Retirement is one of the most important goals for most people. Unfortunately, many workers and retirees have an incomplete or misleading picture of how much they need to save, how to invest their savings effectively, and how to make their money last as long as they live. Clearing up common misconceptions about retirement is essential to allow people to fulfill their dreams of a comfortable retirement.
A joint project by LIMRA International, the Society of Actuaries and Mathew Greenwald & Associates identified the following 10 ways in which Americans lack a realistic understanding of retirement saving.
- Saving too little – Most people haven’t tried to estimate how much money they will need for retirement and those who have tried to do the calculation often underestimate their income needs.

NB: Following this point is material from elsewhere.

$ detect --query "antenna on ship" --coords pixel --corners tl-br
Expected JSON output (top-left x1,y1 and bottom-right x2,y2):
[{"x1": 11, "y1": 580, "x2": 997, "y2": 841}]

- Not knowing when retirement will occur – Many workers will retire before they expect to, and before they’re ready.
- Living longer than planned – As individuals manage their own retirement funds, they may not understand that life expectancy is a very limited planning tool. In fact, some retirees will live long beyond their life expectancies, with a substantial risk of outliving their savings.
- Not facing facts about long-term care – Many people underestimate their chances of needing long-term health care. Relatively few people either own long-term care insurance or can afford to self-insure an extended long-term care situation.
- Trying to self-insure against long life – Although people may find guaranteed lifetime income attractive, in practice they usually choose to receive retirement plan benefits in lump-sum form. They pass up opportunities to get a lifetime pension or annuity, failing to recognize the difficulty of self-insuring their longevity.
- Not understanding investments – Due to the growth of the workplace retirement savings plans, workers are now largely responsible for managing investments for retirement. However, many workers misunderstand investment returns, expenses, and how each investment vehicle works.
- Relying on poor advice – Many retirees and pre-retirees indicate a strong desire to work with a financial professional, yet fail to see this guidance.
- Not knowing sources of retirement income – Workers often don’t understand what their primary sources of income will be in retirement. They may be surprised and disappointed when they try to live on the income that is actually available.
- Failing to deal with inflation – Inflation is a fact of life that workers may deal with through pay increases, but after retirement few people can increase their income to keep pace with the cost of living.
- Not providing for a surviving spouse – Many married couples fail to plan for the eventual death of one spouse before the other.
Identifying these common misconceptions is an important first step. If you recognize yourself in any, or many of these scenarios, take corrective action right away. Get an accurate estimate of your retirement income needs, identify your sources of income after retirement and understand your investment and distribution options. Take the time to educate yourself in areas of personal finance and retirement planning, and if needed, seek advice from a professional.
Author: Jeremy Vohwinkle
My name is Jeremy Vohwinkle, and I’ve spent a number of years working in the finance industry providing financial advice to regular investors and those participating in employer-sponsored retirement plans.
Marshall Middle asks: "Are there any accurate retirement calculators that account for inflation?"
Yes, but inflation isn't the only issue one must address. Example: A big market decline at the beginning of retirement can have a huge impact on the portfolio's longevity. How you invest your assets has a major impact as well. Inflation is only one piece of the equation.
The best calculator I have seen is here (and it's free):
Firecalc allows you to enter your specific financial data and then test it against historical worst case scenarios. In other words, you can see what would have happened in the past if you retired with "x" amount invested in various ways. Historical inflation is built in. It's the best calculator available, IMO. Furthermore, the forum at that particular site is frequented by relatively wealthy early retirees who really know their stuff.
Keep in mind that the future may be worse than the past. Nevertheless, planning for historical worst case scenarios should give you a pretty good idea of where you stand, and if you want to plan for worse, you certainly can. But then the question becomes this: How much of your life are you willing to sacrifice for maximum security? I guess it depends on how much you hate working. I retired at age 51. It was the best decision I ever made.
Wouldn't it be much better to just get rid of all those stupid taxes? This week is FairTax week over at eFIPO.com Come check it out by clicking on my name.
Good point. The study didn't really talk about taxes in this list. It really should be addressed, if not as a separate point, at least added in with the inflation piece. These are the two items that can really have an impact on an otherwise healthy sized nest egg. Plus, with many new investment vehicles with different tax implications it can really have an effect on one's retirement savings.
I would also think taxes are a HUGE one. Especially people that dont have a tax free growth retirement vehicle(such as a Roth).